音楽の力

音楽の力を示した言葉として「音楽には国境がない」とよく言われる。 どんなに異なった文化でも共通して感動をもたらすことができると言う側面と、音楽は「万国共通語」であると言う側面がある。

 

この認識を新たにしたのがロシアのコンクールで、演奏するのが超難しい曲として有名なサラサーテ作曲の「ツィゴイネルワイゼン」を弾いた8歳の日本人「バイオリニスト」吉村妃鞠(ひまり)ちゃんの演奏動画だ。 彼女は現在は14歳になるが、6、7歳の頃から神が宿る天才バイオリニストとして世界に名を轟かせている。 この動画で審査員がうっとりしたり唖然としたりこの可愛い小さな天使に翻弄されている様子がわかる。

https://www.youtube.com/watch?v=n2Oqkh6LQJs

 

他にもバイオリン協奏曲のソロをオーケストラと一緒に演奏した時、指揮者が感動して涙をぬぐっている場面を収録した動画も公開されている。

全く言葉が通じなくても人とコミュニケーションをし、感動をも与える事ができるのが音楽だと言う事を実感できる。

 

妃鞠ちゃんの話をした後で誠に僭越・恐縮だが、私は3ヶ月ほど前から幼少の頃2年間習っただけのバイオリンの演奏に挑戦している。 きっかけは息子と飲んだ時、息子が酔った勢いでスマホを操作してメルカリで買ってくれた中古のバイオリンだった。 「ママのピアノと合奏して演奏会を開いてみたら凄い!」と言う戯言が引き金となった。

 

数日後バイオリンが届いて、恐る恐る昔を思い出してとにかく音を出してみたが、60数年間の空白にはいかんともし難い絶望に近いものがあった。

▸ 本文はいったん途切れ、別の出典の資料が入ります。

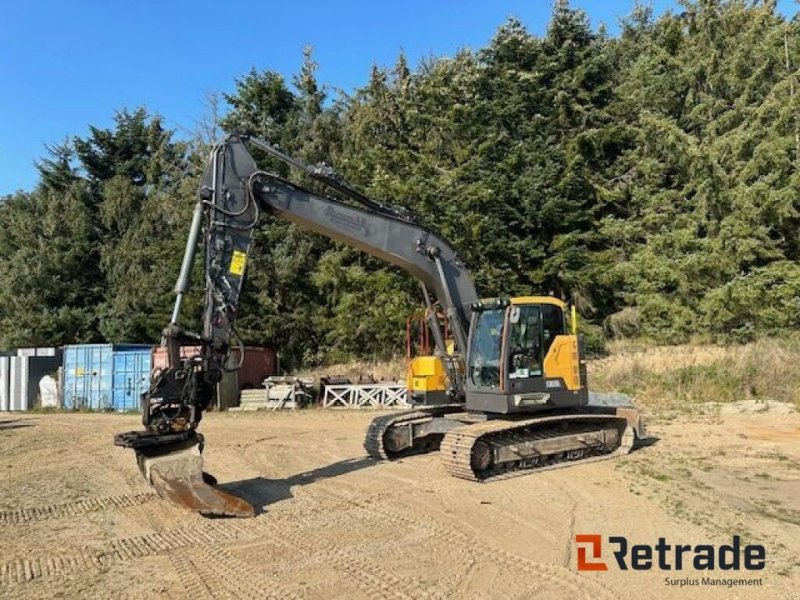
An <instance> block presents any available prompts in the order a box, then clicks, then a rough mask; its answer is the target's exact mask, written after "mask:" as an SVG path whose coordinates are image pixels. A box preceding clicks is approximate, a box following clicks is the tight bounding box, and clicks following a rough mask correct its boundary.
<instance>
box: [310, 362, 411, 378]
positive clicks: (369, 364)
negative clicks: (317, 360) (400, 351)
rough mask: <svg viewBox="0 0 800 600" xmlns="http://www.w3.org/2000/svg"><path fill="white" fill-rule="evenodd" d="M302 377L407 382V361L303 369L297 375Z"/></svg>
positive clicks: (351, 364)
mask: <svg viewBox="0 0 800 600" xmlns="http://www.w3.org/2000/svg"><path fill="white" fill-rule="evenodd" d="M295 375H298V376H300V377H313V378H314V379H315V380H317V381H318V380H319V378H320V377H325V376H332V377H347V378H348V379H349V380H350V381H352V382H359V381H365V382H366V381H405V378H406V359H405V357H398V358H396V359H394V360H386V361H377V362H376V361H363V360H356V361H352V362H349V363H344V364H335V365H329V366H323V367H315V368H313V369H303V370H300V371H298V372H297V373H295Z"/></svg>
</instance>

幸い隠居生活に入った直後で、はてこれから何をして生きるべきかと彷徨っていた時だったので、もともと凝り性・情熱派の私のエンジンがかかって取り敢えず方向構わず走り始めるのに何日もかからなかった。

 

取り敢えず目標は息子が言ったフランク・シナトラのMy Wayを弾けるようになり、女房のたどたどしいピアノと合奏をする事だった。

 

実は女房は女房で最近、ピアノの練習に精を出し始めていて、毎日最低3時間はピアノに向かっていた。 女房は元々性格は私と反対で、何をやっても夢中になれず諦めてしまう派だったのだが、最近お友達のピアノの先生が月1度レッスンをしてくれるようになった事もあり、とにかくがむしゃらに練習するようになった。 その変わり様に永年連れ添った私がびっくりするくらいだった。

 

ただ、結婚してからちょっとエレクトーンを習っただけで、きちんとピアノを習った事のない彼女はほとんど独学も同然だ。 もともと器用な方ではないので、上達の速度は気遅れするほど遅いのだが、それにもめげずピアノに立ち向かう姿に、私は負けじとばかりバイオリンの独学に立ち向かう日々となった。 

 

私のバイオリンは日々の特訓で昔の記憶が少しづつ蘇り、なんとかMy Wayを弾けるところまで漕ぎつけた。 当然ながらとても人に聴かせられるレベルではない。 聴くに堪えない音だ。 でもとにかく妻のピアノのMy Wayのレベルと甲乙(丙丁)つけ難いと思える所まで来た。

下手でも取り敢えず満足だ。 誰かに聴かせるとしても息子と娘、そして孫たち位なのだから。

 

いつの間にか、この音楽の「狂演」は二人の生活に予想もしなかった前向きな気持ちと楽しい時間を与えてくれていた。

 

音楽はどんな状況にある人も前向きにさせる事が出来る力があったのだと思った。 音楽にあったこんな力をありがたく頂きながら、人生の最終ステージを心を豊かに満たしながら過ごせて行ければと思う。